Transistor power dissipation rating
First, the power burnt up in a component is equal to the voltage drop of that component times the current going through it. The transistor has a \$V_{CE}\$ of 3V when the collector current is 20A, so that works out to 60W.
Second, the power derating curve works by telling you the dissipation you can allow for a given case temperature. You read across until you find your design case temperature, then up to find the allowable dissipation (or, usually, the other way -- in your case you'd start at 60W, then read across to find that you should design for a case temperature of around 135 degrees C).
Third, you'll need heat sinking to keep the case temperature down -- that thing won't dissipate 60W by itself.
Fourth (and beyond what you were asking), you need a base current of 200mA to maintain that 3V \$V_{CE}\$, and that's pushing into a base at a voltage of 4V. You are not going to do that with a microprocessor GPIO pin.
Use a MOSFET instead of a NPN, You'll be dissipating a lot less power that way. Using "Rdson" also makes calculating power loss easier. You may also want to consider adding a gate driver at that size of device.
Never get a MOSFET rated for X
amps when you think you will need X
amps. Your part is rated for 20A if you can keep the part cool enough. There is often not a way to actually provide that much cooling. Use the current rating for things like inrush current (not motor starting current).

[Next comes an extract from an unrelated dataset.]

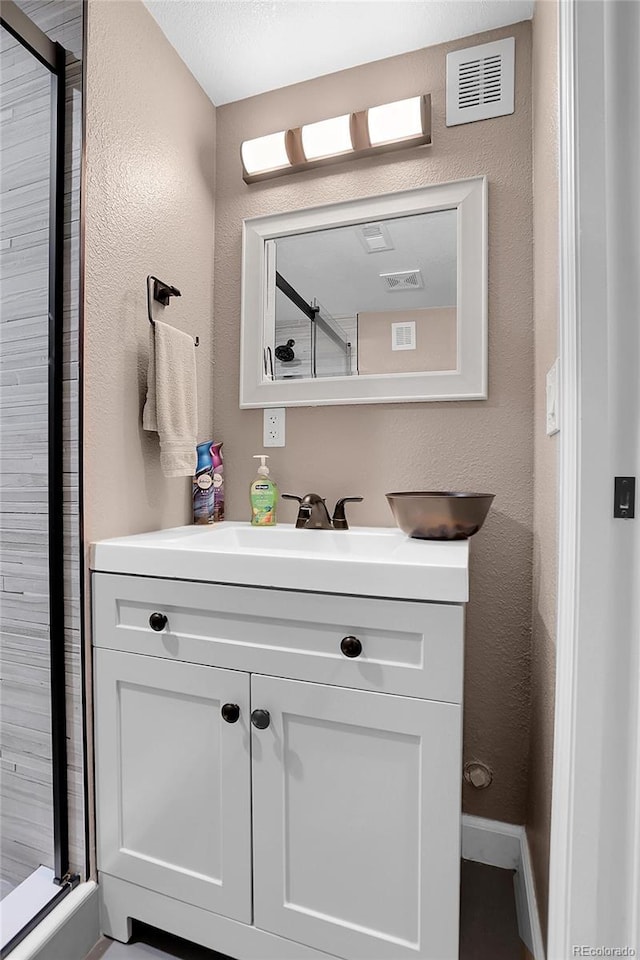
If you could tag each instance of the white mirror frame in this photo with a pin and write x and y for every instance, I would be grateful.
(467, 382)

Calculate your power dissipation first, try to keep it low to limit your cooling requirements, and then use that information as a specification to find the part you need.

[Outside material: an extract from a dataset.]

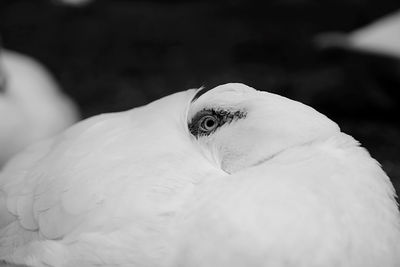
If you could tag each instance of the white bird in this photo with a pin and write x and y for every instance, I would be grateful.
(227, 177)
(32, 106)
(380, 37)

First thing to understand is that power dissipation and power handling are related, but they’re not the same thing.
Power handling is a basic rating for how much current and voltage a device can sustain. It’s a basic measure of the capacity of a switch.
Power dissipation is the measure of power loss in the switch - in this case, a transistor. This is due to the I-R drop from collector to emitter. This is proportional to collector current and the collector-to-emitter voltage, Vce, at that current. For example, if Vce is 3V at 20A the loss will be 60W.
Side note: I’m going to suggest that you will use a higher voltage than 5V for the motor - losing 3/5ths of the power in the switch doesn’t seem like a good trade off. Last time I worked on something with a 2N6284 in it was for a servomotor that ran on 30V.
What the derating graph is telling you is the safe limit of dissipation at a given case temperature. As the temperature increases, the safe operation limit goes down. With the 20A current and dissipation of 60W from the example, the graph tells you that you need to keep the case temperature below 125 deg. C. Practically, that’s a very large heatsink and possibly a fan, too.
The benefit of using a FET is that they don’t have the Vce drop. Instead, they have on resistance, Rds (on), which can be very, very low for a big FET. They too will have dissipation from the I-R drop but it’s considerably less than for the transistor. Nevertheless they also have safe operation limits and require derating for elevated temperature.
A tip: you can combine devices in parallel to boost the power handling capacity.